I'm OK with the sound of freedom, but do I have to hear it every lunch hour?
It's something I've often wondered as fighter jets from the Oregon Air National Guard's 142nd Fighter Wing scream over downtown skies during my noon-hour walks through Esther Short Park or along the Columbia.
If I'm with a friend, it's time to stop talking. If I'm on my cellphone, it's time to hang up. And if I'm just thinking, it's time to wonder why the 142nd Fighter Wing chose 12:30 p.m. to dish up the daily roar that many Vanouverites describe patriotically as "the sound of freedom."
Those F-15 fighters, which also fly in the 9 o'clock hour, aren't the only audio assaults on daily life downtown. An average of 115 commercial planes daily take off westbound over the Columbia, creating a steady dull roar. Small planes out of Pearson Field -- 50,000 flights most years, half that number last year -- aren't allowed in the commercial flight path, so they move above the rail tracks and take a turn over downtown. Pearson Field manager Willie Williamson says he gets few complaints. But downtown resident Ginger Metcalf, retired executive director of Identity Clark County, says she finds those planes so annoying that she's wanted at times to head to her building's roof with a shotgun.

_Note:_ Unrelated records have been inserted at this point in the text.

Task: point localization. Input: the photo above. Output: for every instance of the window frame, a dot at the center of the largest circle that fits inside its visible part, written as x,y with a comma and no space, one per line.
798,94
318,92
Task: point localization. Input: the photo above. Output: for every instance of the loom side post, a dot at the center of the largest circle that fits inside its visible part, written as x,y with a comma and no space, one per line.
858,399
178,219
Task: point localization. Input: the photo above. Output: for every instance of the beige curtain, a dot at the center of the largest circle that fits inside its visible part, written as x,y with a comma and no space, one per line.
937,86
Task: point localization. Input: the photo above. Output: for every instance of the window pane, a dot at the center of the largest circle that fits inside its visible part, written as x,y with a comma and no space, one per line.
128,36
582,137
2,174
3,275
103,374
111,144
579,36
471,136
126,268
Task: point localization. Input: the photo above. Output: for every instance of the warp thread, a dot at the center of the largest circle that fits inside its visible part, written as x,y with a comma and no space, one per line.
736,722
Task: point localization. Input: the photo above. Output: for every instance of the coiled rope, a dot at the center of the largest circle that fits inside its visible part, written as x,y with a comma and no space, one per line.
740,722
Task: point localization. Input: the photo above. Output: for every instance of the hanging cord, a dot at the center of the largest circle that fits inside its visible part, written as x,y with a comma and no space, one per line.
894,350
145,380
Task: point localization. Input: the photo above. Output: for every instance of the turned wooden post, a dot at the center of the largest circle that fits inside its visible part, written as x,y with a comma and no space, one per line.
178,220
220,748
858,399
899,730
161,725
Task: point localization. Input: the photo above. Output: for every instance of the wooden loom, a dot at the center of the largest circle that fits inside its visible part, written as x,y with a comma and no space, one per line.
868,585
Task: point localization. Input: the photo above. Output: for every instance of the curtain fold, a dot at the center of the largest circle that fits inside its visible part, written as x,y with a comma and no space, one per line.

Then there are our trains, horn-blasting their way through downtown. Metcalf recalls a chit-chat with Sen. Maria Cantwell who told her she'd spent a restless night in the Hilton. Next visit, Cantwell told here, she'd sleep elsewhere. Gov. Chris Gregoire must have spent the night elsewhere before her recent visit to Vancouver to cheer the Port of Vancouver's rail improvement project when, as one observer recalls, she proclaimed that railroad noise was "the sound of jobs." With two at-grade crossings being eliminated with the city's westside access project, downtown will hear fewer train horn blasts but hopefully will have no fewer jobs.
But those fighter planes, often flying in waves two or four at a time, are downtown's auditory superstars as they head to the Pacific for practice dogfights and other military preparedness exercises. Their roar lasts just a couple of minutes, and the sleek planes can offer an impressive visual show for children and visitors on cloudless days. But they cannot be ignored.
The Oregon Air National Guard says it gets few complaints, and Lee Rafferty, executive director of Vancouver's Downtown Association, says she's not heard a single knock on downtown's noise, which she says helps create a sense of excitement. And don't expect even a whisper out of the Vancouver City Council. The city lobbied hard to keep the air base when it was threatened with closure, says city spokeswoman Barbara Ayers. The alternative to too much noise, she said, is no noise at all.
But what about that lunch-hour flyover? The Oregon Air National Guard says changing the present schedule is a good fit for the Port of Portland, the operations schedule of the training space above the Pacific, and its own staff. The easiest adjustment, it seems, is accept the sound of freedom while eating that sandwich in the park.
Says Maj. Melinda Lepore, spokeswoman for the 142nd Fighter Wing: "We do a mission that ensures folks can enjoy carefree jaunts in the park and political ponderings that are the foundation of our democracy we all hold so dearly."